[Mlir-commits] [mlir] [MLIR][SCF] Add canonicalization pattern to fold away iter args of scf.forall (PR #90189)

Fri May 3 02:57:06 PDT 2024

================
@@ -1509,6 +1510,203 @@ class ForallOpControlOperandsFolder : public OpRewritePattern<ForallOp> {
   }
 };
 
+/// The following canonicalization pattern folds the iter arguments of
+/// scf.forall op if :-
+/// 1. The corresponding result has zero uses.
+/// 2. The iter argument is NOT being modified within the loop body.
+/// uses.
+///
+/// Example of first case :-
+///  INPUT:
+///   %res:3 = scf.forall ... shared_outs(%arg0 = %a, %arg1 = %b, %arg2 = %c)
+///            {
+///                ...
+///                <SOME USE OF %arg0>
+///                <SOME USE OF %arg1>
+///                <SOME USE OF %arg2>
+///                ...
+///                scf.forall.in_parallel {
+///                    <STORE OP WITH DESTINATION %arg1>
+///                    <STORE OP WITH DESTINATION %arg0>
+///                    <STORE OP WITH DESTINATION %arg2>
+///                }
+///             }
+///   return %res#1
+///
+///  OUTPUT:
+///   %res:3 = scf.forall ... shared_outs(%new_arg0 = %b)
+///            {
+///                ...
+///                <SOME USE OF %a>
+///                <SOME USE OF %new_arg0>
+///                <SOME USE OF %c>
+///                ...
+///                scf.forall.in_parallel {
+///                    <STORE OP WITH DESTINATION %new_arg0>
+///                }
+///             }
+///   return %res
+///
+/// NOTE: 1. All uses of the folded shared_outs (iter argument) within the
+///          scf.forall is replaced by their corresponding operands.
+///       2. The canonicalization assumes that there are no <STORE OP WITH
+///          DESTINATION *> ops within the body of the scf.forall except within
+///          scf.forall.in_parallel terminator.
+///       3. The order of the <STORE OP WITH DESTINATION *> can be arbitrary
+///          within scf.forall.in_parallel - the code below takes care of this
+///          by traversing the uses of the corresponding iter arg.
+///
+/// Example of second case :-
+///  INPUT:
+///   %res:2 = scf.forall ... shared_outs(%arg0 = %a, %arg1 = %b)
+///            {
+///                ...
+///                <SOME USE OF %arg0>
+///                <SOME USE OF %arg1>
+///                ...
+///                scf.forall.in_parallel {
+///                    <STORE OP WITH DESTINATION %arg1>
+///                }
+///             }
+///   return %res#0, %res#1
+///
+///  OUTPUT:
+///   %res = scf.forall ... shared_outs(%new_arg0 = %b)
+///            {
+///                ...
+///                <SOME USE OF %a>
+///                <SOME USE OF %new_arg0>
+///                ...
+///                scf.forall.in_parallel {
+///                    <STORE OP WITH DESTINATION %new_arg0>
+///                }
+///             }
+///   return %a, %res
+struct ForallOpIterArgsFolder : public OpRewritePattern<ForallOp> {
+  using OpRewritePattern<ForallOp>::OpRewritePattern;
+
+  /// Utility function that checks if a candidate value satisifies any of the
+  /// conditions (see above doc comment) to make it viable for folding away.
+  static bool isCandidateValueToDelete(Value result, BlockArgument blockArg) {
+    if (result.use_empty()) {
+      return true;
+    }
+    Value::user_range users = blockArg.getUsers();
+    return llvm::all_of(users, [&](Operation *user) {
+      return !isa<SubsetInsertionOpInterface>(user);
----------------
matthias-springer wrote:

> How to deal with the unregistered ops which might appear anywhere in the loop body and is inserting a value in the bbArg?

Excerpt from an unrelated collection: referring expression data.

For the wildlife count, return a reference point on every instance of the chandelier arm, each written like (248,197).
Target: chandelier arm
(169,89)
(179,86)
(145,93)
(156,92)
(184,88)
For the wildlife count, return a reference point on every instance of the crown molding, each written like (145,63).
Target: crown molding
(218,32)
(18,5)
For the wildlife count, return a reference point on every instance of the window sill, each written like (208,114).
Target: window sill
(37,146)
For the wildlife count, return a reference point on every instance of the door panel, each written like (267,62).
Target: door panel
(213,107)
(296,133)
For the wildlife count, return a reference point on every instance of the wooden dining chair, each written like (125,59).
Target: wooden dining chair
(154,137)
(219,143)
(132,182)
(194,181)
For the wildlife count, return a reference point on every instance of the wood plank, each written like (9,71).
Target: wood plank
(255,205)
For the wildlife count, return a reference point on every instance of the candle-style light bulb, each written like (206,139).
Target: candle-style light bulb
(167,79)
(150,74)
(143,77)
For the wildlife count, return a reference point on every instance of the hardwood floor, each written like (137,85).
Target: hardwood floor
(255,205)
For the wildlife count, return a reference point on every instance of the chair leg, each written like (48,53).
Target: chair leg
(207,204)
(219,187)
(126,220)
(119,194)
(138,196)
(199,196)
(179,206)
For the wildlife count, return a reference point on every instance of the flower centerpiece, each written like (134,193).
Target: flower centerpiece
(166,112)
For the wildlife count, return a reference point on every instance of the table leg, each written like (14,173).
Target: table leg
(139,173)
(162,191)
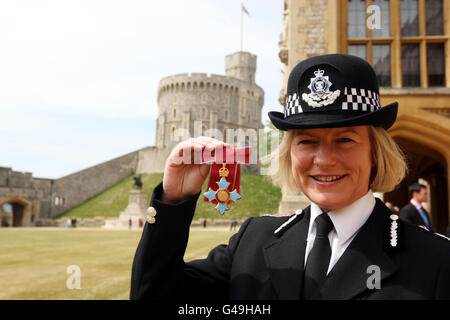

If you just look for the iter_arg being used as a destination in the terminator, it does not matter what the remaining loop body looks like. If there is an insertion into a tensor that is defined outside of the loop, then One-Shot Bufferize will allocate a thread-local buffer copy.

> Is there any other way to check if a value is used as a "destination" of an op besides SubsetInsertionOpInterface ?

I think there is a special interface for ops that can appear in the in_parallel terminator region. You could query that interface. Hopefully the destination can be queried from it. If not, you can add an interface method for that. For the moment you could also just hard-code the implementation to parallel_insert_slice because that's the only terminator that we support at the moment anyway.

> Why do we not require subset insertion ops to implement the SubsetInsertionOpInterface ?

One reason is that we could not handle unregistered ops correctly. Maybe there's a way to support that safely… it’s kind of like the MemoryEffectsOpInterface: if an op does not implement that interface, it does not mean that there is no side effect; it just means that we don’t know the side effects.

Assuming we only support parallel_insert_slice, does that handle all cases that you were thinking of? (I think it will work in the example that you posted.)



https://github.com/llvm/llvm-project/pull/90189